Rene Quashie and Amy Lerman were featured in an article titled "With Use of Telehealth Expected to Grow, Hospitals Confront Fraud, HIPAA Pitfalls."

Following is an excerpt:

"Organizations that anticipate using telehealth should consider implementing compliance measures," Lerman said at a March 13 webinar sponsored by the Health Care Compliance Association. She said that policies and procedures related to telehealth regulatory requirements should be crystal clear.

Quashie, who also spoke at the webinar, believes telehealth has a bright future. "With the skyrocketing costs of health care, many providers, patients and payers see telehealth as a means to deliver health care in a more efficient, cost-effective way?...while maintaining quality — important principles in the success of accountable care organizations, for example," Quashie said. "But there are legal and regulatory barriers."

Now "hospitals and critical access hospitals may rely on the credentialing and privileging conducted by the distant-site facility for telemedicine practitioners providing telemedicine services," he said, which "removes one of the biggest stumbling blocks."

This is almost a contradiction in telehealth terms because "you can be in one state and provide care to a patient in another state," Lerman said.

And some states allow physicians to prescribe through telehealth only if there's a pre-existing relationship with the patient "even if the physician is licensed in the state where the patient is physically located," Lerman said.

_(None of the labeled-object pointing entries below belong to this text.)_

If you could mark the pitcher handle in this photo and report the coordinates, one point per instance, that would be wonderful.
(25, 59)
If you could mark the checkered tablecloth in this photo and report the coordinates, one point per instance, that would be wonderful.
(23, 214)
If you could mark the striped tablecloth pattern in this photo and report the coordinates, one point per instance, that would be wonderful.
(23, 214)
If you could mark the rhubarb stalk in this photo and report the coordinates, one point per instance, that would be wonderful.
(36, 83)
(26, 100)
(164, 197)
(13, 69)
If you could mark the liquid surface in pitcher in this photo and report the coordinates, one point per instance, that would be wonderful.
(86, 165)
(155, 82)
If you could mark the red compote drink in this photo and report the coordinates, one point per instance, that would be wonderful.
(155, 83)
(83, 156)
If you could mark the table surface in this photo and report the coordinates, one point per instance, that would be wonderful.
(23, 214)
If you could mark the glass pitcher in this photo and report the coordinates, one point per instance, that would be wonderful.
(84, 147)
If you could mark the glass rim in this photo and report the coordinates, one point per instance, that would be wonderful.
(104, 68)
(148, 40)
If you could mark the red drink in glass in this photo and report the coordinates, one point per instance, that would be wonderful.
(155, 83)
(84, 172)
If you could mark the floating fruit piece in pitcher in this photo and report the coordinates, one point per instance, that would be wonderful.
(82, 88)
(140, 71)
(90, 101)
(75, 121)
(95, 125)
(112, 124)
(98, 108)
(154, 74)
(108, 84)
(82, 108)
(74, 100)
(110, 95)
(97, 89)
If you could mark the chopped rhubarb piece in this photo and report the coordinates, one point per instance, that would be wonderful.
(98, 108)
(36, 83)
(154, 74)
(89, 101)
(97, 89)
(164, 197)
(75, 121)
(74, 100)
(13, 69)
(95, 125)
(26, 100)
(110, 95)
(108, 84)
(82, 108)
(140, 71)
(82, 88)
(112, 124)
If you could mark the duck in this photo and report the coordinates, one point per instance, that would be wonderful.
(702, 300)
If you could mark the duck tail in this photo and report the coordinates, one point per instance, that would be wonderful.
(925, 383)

To promote compliance with patient privacy and data security requirements, Quashie recommended a comprehensive intake procedure. It would include a HIPAA authorization form and consent form for certain technology (e.g., videoconferencing) "in which the potential risks and consequences are disclosed." For example, "the transmission of health information could be disrupted or distorted by technical failures and/ or the transmission of the health information could be intercepted or accessed by unauthorized persons," he said.